A decoupling mandate was included in the stimulus bill

Energy efficiency was a big part of Barack Obama's environmental platform, and among the promises he made on the campaign trail was a pledge to require states to provide incentives for utilities to reduce energy consumption.
 
What Obama was referring to is known as "decoupling." For most utilities, energy efficiency is linked to revenue; when a utility reduces energy consumption, it sells less energy and reduces its profit. Under this business model, energy efficiency threatens a utility's bottom line. However, under decoupling, if energy sales are less than forecast, energy rates could be adjusted to compensate the utility. These rates are typically set by a state's public utility commission.
 
Several states, including Massachusetts and California, adopted decoupling policies before the Obama administration took office.

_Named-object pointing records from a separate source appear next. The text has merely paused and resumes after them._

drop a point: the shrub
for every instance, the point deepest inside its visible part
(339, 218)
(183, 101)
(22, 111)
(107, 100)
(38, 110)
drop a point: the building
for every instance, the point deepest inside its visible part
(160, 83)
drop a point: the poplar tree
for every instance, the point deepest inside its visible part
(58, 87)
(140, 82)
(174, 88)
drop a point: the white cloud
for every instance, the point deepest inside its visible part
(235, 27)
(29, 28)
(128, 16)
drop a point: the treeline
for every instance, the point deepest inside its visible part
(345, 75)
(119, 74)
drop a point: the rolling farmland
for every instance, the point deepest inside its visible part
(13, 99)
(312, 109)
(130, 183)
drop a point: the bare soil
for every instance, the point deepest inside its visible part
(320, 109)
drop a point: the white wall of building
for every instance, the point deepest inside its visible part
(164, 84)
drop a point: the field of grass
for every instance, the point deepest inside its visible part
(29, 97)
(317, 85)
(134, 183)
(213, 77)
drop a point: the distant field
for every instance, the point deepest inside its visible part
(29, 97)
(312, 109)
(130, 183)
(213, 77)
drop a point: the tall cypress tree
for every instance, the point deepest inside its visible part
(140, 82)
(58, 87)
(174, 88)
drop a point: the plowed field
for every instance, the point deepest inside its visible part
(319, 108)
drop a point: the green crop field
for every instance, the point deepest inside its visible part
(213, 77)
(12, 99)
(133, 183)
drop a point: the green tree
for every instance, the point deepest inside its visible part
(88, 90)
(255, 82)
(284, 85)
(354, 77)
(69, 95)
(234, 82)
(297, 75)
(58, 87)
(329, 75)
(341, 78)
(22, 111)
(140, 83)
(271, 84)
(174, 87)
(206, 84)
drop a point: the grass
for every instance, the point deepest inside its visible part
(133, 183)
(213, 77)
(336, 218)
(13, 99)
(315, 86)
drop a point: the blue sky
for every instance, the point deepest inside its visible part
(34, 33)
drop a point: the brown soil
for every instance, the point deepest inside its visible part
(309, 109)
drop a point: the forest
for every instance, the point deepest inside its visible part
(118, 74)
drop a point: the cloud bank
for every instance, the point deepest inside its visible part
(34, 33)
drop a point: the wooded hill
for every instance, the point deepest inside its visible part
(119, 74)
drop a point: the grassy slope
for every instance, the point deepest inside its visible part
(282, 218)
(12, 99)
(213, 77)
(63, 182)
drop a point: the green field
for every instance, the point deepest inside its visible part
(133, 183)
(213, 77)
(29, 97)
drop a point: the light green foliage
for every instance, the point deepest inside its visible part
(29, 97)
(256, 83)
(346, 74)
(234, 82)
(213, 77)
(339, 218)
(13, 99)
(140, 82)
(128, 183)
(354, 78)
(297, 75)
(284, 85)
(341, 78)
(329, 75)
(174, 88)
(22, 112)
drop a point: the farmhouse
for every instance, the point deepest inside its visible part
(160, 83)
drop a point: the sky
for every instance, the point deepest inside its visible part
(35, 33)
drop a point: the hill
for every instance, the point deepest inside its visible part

Obama used the stimulus bill to promote decoupling. The package includes $3.1 billion -- over and above the annual appropriation of $45 million -- for states to implement projects related to energy efficiency and renewable energy, according to the Alliance to Save Energy.
 
But that funding comes with some caveats: States must adopt decoupling and stricter, more energy-efficient building codes to get federal dollars. The promise must be put into a letter. (For example, you can read Wyoming's here .)
 
According to the Alliance to Save Energy, all states have sent in their letters. While it remains to be seen whether the funding will be effective, Obama promised to require states to provide incentives for utilities to reduce energy consumption through decoupling policies, and the stimulus funding and grant requirements do just that. We give Obama a Promise Kept as a result.